Goldberyll und Heliodor
Der Goldberyll, auch als Heliodor bekannt, gehört zur gleichen Mineralfamilie wie der Smaragd und der Aquamarin. Sein intensives Gelb erinnert an eingefangenes Sonnenlicht. Nicht umsonst bedeutet Heliodor auf Griechisch „Geschenk der Sonne“. Trotz seiner beeindruckenden Erscheinung haben bislang nur wenige Anleger diesen Edelstein im Blick.
Was ist Goldberyll?
Goldberyll ist eine gelbe bis goldorange Varietät des Minerals Beryll. Er entsteht durch magmatische Prozesse oder Ablagerungen heißer, mineralreicher Flüssigkeiten in Gesteinsspalten. Mit einer Mohshärte von 7,5 bis 8 ist Goldberyll härter als Quarz und eignet sich bestens für hochwertigen Schmuck.
Die charakteristische Farbe des Goldberylls entsteht, wenn Aluminium im Kristallgitter teilweise durch dreiwertiges Eisen ersetzt wird. Das Farbspektrum reicht von hellem Zitronengelb über warmes Gold bis zu kräftigem Orange-Gelb. Manche Exemplare zeigen auch grünlich-gelbe Nuancen.
Goldberyll und Heliodor im Vergleich
Die Begriffe Goldberyll und Heliodor werden heute synonym verwendet. Beide beschreiben denselben gelben Beryll. Historisch gab es eine feine Unterscheidung. Goldberyll bezeichnete eher reine Gelbtöne, Heliodor eher grünlich-gelbe Nuancen. In der modernen Gemmologie spielt diese Unterscheidung kaum noch eine Rolle. Entscheidend für den Wert sind Farbintensität, Reinheit und Größe.
Der Name Heliodor stammt aus dem Griechischen. Helios bedeutet Sonne, doron bedeutet Geschenk. Der Begriff wurde 1910 geprägt, als in Namibia bedeutende Vorkommen entdeckt wurden. Goldberyll ist der ältere, rein beschreibende Begriff für die goldgelbe Färbung.
Eigenschaften des Goldberylls
Farbe Zitronengelb bis Orange-Gelb, teils mit grünlichen Nuancen
Reinheit Meist augenrein, ohne sichtbare Einschlüsse
Behandlung In der Regel unbehandelt und vollkommen natürlich
Verwandtschaft Smaragd, Aquamarin, Morganit
Wo wird Goldberyll abgebaut?
Hochwertige Goldberylle und Heliodore stammen aus Brasilien, Sri Lanka und Madagaskar. Das namensgebende Vorkommen liegt in Namibia, wo 1910 die ersten bedeutenden Heliodor-Funde gemacht wurden. Weitere Lagerstätten finden sich in Pakistan, Afghanistan, der Ukraine und den USA.

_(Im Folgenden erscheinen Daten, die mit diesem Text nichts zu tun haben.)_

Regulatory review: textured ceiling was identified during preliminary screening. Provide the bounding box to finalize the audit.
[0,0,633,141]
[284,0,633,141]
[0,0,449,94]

Die Herkunft beeinflusst den Wert eines Goldberylls erheblich. Steine aus Regionen mit bekannt intensiver Färbung erzielen Premiumpreise.
Verwendung von Goldberyll
Goldberyll wird zu exklusivem Schmuck verarbeitet. Facettenschliffe mit vielen Flächen bringen seine warme Brillanz optimal zur Geltung. Im Gegensatz zum Smaragd wird Goldberyll normalerweise weder geölt noch anderweitig behandelt. Liebhaber und Sammler schätzen diese vollkommen natürliche Erscheinung.
Historische Bedeutung
Der gelbe Beryll blickt auf eine lange Geschichte zurück. In der Bibel wird er als einer der zwölf Grundsteine der Stadtmauer Jerusalems genannt. Im Judentum stand Goldberyll für spirituelle Kraft, in der Antike symbolisierte er Ansehen und eheliche Treue. Kaiser Wilhelm II. verglich seinen Glanz mit der „Farbe schönen alten Moselweins“.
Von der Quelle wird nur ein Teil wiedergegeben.